Mittlerweile wurde es auch schwieriger zu verstehen, was geredet wurde. Der größte Teil der Zuschauermenge war in lautes Geschrei ausgebrochen. So gut wie jeder auf der Bühne, außer Powell und Jacko, rannte kreischend herum, als er Julius’ Leiche sah oder sich vorstellte, dass der Schütze oben in der Glaskabine jeden Moment wieder feuern konnte. Und diesmal auf ihn.
Dann, als die Zuschauer aus dem Saal zu fliehen begannen, stellten sie fest, dass es etwas Neues gab, das sie zu weiteren Schreien animierte. Es gab keinen Ausweg. Durch alle Ausgänge strömten Zombies herein. Und versperrten jeden möglichen Fluchtweg.
Und das Blutbad hatte noch gar nicht richtig begonnen.
ACHTUNDFÜNFZIG ♦
Nigel Powell schaute auf seine Armbanduhr. 0:59 Uhr. Das kam ja genau hin. Die Show war eine einzige Katastrophe gewesen. Er schwor sich, nie wieder zuzulassen, dass sie so lange dauerte. Außerdem brauchte er fürs nächste Jahr einen besseren Sicherheitsdienst. Und einen strafferen Zeitplan. Trotzdem, jetzt war es vorbei. Jacko hatte seinen Namen unter den Vertrag gesetzt. Ende der Show.
Im nächsten Jahr gäbe es keinen Platz für James-Brown-Imitatoren. Julius hätte es eher als jeder andere geschafft, die Show zu einem Desaster werden zu lassen. Aber wer war er? Und warum war er so erpicht darauf gewesen zu gewinnen? Während er mögliche Antworten in Erwägung zog, ging Powell eine weitere Frage durch den Kopf. Wer zur Hölle hatte Julius erschossen? Sicher, er selbst hatte den Sicherheitsdienst angewiesen, ihn zu suchen und ihn zu einem Ausflug ohne Wiederkehr in die Wüste mitzunehmen. Aber das war viel früher gewesen. Er hatte keinem der Wachmänner den Befehl gegeben, eine Pistole zu ziehen und Julius auf offener Bühne zu erschießen, falls er versuchen sollte, den Vertrag an sich zu bringen. Nun, er würde später eine eingehende Untersuchung der Vorfälle anordnen. Im Moment war er nur erleichtert, einen Trottel gefunden zu haben, der seinen Vertrag mit dem Teufel unterschrieb.

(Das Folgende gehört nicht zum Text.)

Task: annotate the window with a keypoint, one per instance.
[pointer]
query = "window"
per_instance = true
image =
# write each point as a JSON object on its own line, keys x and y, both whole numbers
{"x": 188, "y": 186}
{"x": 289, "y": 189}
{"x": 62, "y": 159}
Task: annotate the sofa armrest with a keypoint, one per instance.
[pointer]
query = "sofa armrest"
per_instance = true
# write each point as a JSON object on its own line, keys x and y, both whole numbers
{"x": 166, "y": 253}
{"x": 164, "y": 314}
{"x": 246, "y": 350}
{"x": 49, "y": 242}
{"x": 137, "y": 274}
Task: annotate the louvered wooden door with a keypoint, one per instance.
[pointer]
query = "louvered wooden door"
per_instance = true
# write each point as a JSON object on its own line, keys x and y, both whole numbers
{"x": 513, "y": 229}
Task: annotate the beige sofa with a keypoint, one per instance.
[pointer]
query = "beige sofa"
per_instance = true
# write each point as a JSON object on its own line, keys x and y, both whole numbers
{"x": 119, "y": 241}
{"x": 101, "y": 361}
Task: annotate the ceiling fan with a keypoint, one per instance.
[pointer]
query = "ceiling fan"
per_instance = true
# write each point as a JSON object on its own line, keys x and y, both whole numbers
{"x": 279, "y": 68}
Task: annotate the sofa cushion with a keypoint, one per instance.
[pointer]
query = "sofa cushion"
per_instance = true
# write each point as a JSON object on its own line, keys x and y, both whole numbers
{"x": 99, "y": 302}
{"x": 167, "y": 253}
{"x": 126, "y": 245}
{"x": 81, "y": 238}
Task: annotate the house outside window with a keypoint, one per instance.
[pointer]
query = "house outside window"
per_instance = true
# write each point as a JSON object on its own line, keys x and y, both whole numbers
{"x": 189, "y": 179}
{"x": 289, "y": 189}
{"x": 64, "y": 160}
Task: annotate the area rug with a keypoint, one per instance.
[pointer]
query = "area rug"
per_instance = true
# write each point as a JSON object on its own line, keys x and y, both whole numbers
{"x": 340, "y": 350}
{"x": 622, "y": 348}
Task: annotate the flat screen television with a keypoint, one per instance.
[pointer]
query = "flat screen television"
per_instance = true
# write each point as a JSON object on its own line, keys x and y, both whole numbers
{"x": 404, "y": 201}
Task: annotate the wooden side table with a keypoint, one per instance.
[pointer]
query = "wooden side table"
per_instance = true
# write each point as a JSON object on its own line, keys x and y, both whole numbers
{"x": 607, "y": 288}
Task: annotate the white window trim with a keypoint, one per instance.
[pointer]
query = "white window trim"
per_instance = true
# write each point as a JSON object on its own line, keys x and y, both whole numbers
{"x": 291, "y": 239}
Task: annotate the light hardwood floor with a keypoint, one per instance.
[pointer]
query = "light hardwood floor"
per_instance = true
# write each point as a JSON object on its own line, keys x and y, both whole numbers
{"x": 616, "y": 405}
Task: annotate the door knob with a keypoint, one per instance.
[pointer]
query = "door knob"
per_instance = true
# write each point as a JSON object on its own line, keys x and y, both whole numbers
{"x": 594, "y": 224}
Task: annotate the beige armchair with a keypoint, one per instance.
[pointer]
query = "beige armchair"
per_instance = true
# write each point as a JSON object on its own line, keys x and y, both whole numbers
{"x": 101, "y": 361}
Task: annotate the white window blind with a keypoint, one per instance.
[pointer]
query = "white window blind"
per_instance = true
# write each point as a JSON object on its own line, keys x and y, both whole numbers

Er musste zugeben, dass Jackos kühles und lässiges Auftreten beeindruckend war. Der junge Sänger hatte sich überhaupt nicht aus der Ruhe bringen lassen, als Julius vor seinen Augenerschossen worden war. Und selbst jetzt, als die Zombies längst unter den Zuschauern im Saal zu wüten begonnen hatten, erschien er bemerkenswert unbesorgt. Sowohl er als auch Powell hatten Blutspritzer von Julius’ zerschmettertem Schädel auf ihrer Kleidung. Der weiße Anzug des Hotelbesitzers war ruiniert. Jackos schwarzes Jackett kaschierte die Blutflecken jedoch ganz gut. Dennoch konnte Powell mit einem ruinierten Anzug leben. Es wäre auf jeden Fall besser, als mit Jacko die Plätze zu tauschen. Er wusste genau, was als Nächstes auf den siegreichen Finalisten zukam, und das wäre alles andere als angenehm.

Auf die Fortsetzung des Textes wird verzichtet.